There is a lot happening on the XDP front in the Linux kernel these days. This presentation provides a good overview.

I love the idea that eBPF is becoming a policy language for the kernel.

Linux 4.10

As always, KernelNewbies is the place to go for a great summary of new kernel features. Here’s some 4.10 highlights I’m interested in.

BPF for lightweight tunnel encapsulation commit, https://git.kernel.org/torvalds/c/f74599f7c5309b21151233b98139e9b723fd1110


TCP: sender chronographs instrumentation. This feature exports the sender chronograph stats via the socket SO_TIMESTAMPING channel. Currently it can instrument how long a particular application unit of data was queued in TCP by tracking SOF_TIMESTAMPING_TX_SOFTWARE and SOF_TIMESTAMPING_TX_SCHED. Having these sender chronograph stats exported simultaneously along with these timestamps allow further breaking down the various sender limitation. For example, a video server can tell if a particular chunk of video on a connection takes a long time to deliver because TCP was experiencing small receive window commit, commit, commit, commit, commit, commit


sched/act_mirred: Implement the corresponding ingress actions TCA_INGRESS_REDIR and TCA_INGRESS_MIRROR (Up until now, action mirred supported only egress actions (either TCA_EGRESS_REDIR or TCA_EGRESS_MIRROR). This allows attaching filters whose target is to hand matching skbs into the rx processing of a specified device commit, commit, commit, commit


Add the LRU versions of the existing BPF_MAP_TYPE_HASH and BPF_MAP_TYPE_PERCPU_HASH maps: BPF_MAP_TYPE_LRU_HASH and BPF_MAP_TYPE_LRU_PERCPU_HASH sample, commit, commit, commit, commit, commit


Since the dawn of time, the way Linux synchronizes to disk the data written to memory by processes (aka. background writeback) has sucked. When Linux writes all that data in the background, it should have little impact on foreground activity. That’s the definition of background activity…But for a long as it can be remembered, heavy buffered writers have not behaved like that. For instance, if you do something like $ dd if=/dev/zero of=foo bs=1M count=10k, or try to copy files to USB storage, and then try and start a browser or any other large app, it basically won’t start before the buffered writeback is done, and your desktop, or command shell, feels unreponsive. These problems happen because heavy writes -the kind of write activity caused by the background writeback- fill up the block layer, and other IO requests have to wait a lot to be attended (for more details, see the LWN article).

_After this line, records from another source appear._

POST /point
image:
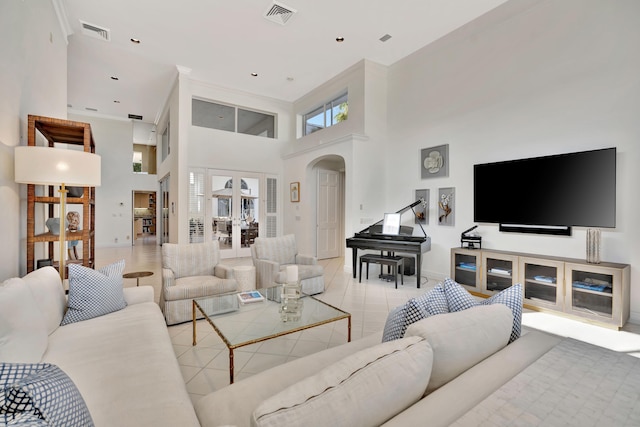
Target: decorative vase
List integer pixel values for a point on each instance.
(73, 218)
(53, 224)
(593, 246)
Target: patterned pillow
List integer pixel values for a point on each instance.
(459, 299)
(432, 303)
(94, 293)
(40, 394)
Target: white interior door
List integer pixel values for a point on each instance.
(329, 214)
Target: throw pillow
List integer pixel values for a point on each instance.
(94, 293)
(40, 394)
(23, 328)
(429, 304)
(366, 388)
(459, 299)
(462, 339)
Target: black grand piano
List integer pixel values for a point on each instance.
(404, 241)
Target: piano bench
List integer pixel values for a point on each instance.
(395, 262)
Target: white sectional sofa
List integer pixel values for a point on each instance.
(122, 363)
(124, 366)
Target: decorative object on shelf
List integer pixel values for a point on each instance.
(53, 224)
(471, 239)
(434, 161)
(593, 245)
(294, 188)
(73, 218)
(290, 301)
(57, 166)
(422, 210)
(446, 203)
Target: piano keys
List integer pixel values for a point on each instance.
(373, 238)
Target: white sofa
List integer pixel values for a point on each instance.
(122, 363)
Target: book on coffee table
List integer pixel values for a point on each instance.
(250, 296)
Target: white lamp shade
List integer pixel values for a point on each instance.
(55, 166)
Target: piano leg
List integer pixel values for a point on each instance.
(354, 261)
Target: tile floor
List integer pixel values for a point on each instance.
(205, 367)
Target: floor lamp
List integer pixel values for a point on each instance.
(57, 166)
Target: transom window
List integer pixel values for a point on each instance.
(232, 119)
(334, 111)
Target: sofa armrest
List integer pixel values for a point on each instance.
(306, 259)
(168, 278)
(223, 271)
(138, 295)
(266, 272)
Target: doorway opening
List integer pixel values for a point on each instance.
(144, 217)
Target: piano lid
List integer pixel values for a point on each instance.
(375, 230)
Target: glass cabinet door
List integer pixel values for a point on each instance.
(500, 271)
(465, 268)
(543, 282)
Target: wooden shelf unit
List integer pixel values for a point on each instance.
(596, 293)
(59, 131)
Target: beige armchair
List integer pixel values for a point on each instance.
(191, 271)
(272, 255)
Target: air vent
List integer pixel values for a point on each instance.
(279, 13)
(96, 31)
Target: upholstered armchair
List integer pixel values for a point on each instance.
(191, 271)
(272, 255)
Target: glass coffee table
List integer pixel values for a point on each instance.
(243, 324)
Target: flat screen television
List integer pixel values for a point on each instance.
(548, 193)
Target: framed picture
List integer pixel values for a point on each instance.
(294, 188)
(422, 210)
(434, 162)
(446, 206)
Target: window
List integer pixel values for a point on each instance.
(329, 114)
(232, 119)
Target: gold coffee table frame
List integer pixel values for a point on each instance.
(237, 331)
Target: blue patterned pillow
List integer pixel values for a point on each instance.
(40, 394)
(431, 303)
(459, 299)
(94, 293)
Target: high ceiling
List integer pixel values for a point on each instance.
(223, 42)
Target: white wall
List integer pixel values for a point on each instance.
(33, 80)
(560, 76)
(114, 202)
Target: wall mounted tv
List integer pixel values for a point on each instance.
(548, 194)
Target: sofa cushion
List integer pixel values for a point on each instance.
(40, 394)
(429, 304)
(459, 298)
(48, 292)
(94, 293)
(23, 328)
(355, 390)
(462, 339)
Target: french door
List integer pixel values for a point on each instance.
(231, 207)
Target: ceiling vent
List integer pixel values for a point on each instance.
(279, 13)
(95, 31)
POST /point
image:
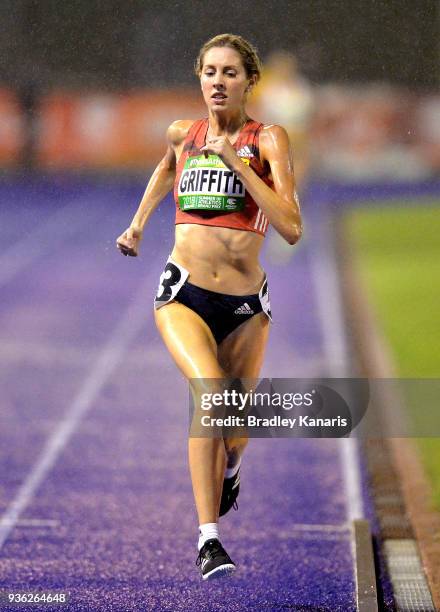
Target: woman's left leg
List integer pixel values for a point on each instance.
(241, 356)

This release adds a mechanism that throttles back buffered writeback, which makes more difficult for heavy writers to monopolize the IO requests queue, and thus provides a smoother experience in Linux desktops and shells than what people was used to. The algorithm for when to throttle can monitor the latencies of requests, and shrinks or grows the request queue depth accordingly, which means that it’s auto-tunable, and generally, a user would not have to touch the settings. This feature needs to be enabled explicitly in the configuration (and, as it should be expected, there can be regressions)

Recommended LWN article: Toward less-annoying background writeback

eBPF Map Size Limits

Recently, I’ve done some work with eBPF and specifically the in-kernel maps that are manipulated and shared by both kernel and user space code.

When doing this I ran into permission errors when installing large maps. It took a little while to figure out that the cause of this was the root user’s locked memory limit being too low (thanks Daniel Borkmann).

The locked memory limit is modified with ulimit:

ulimit -l unlimited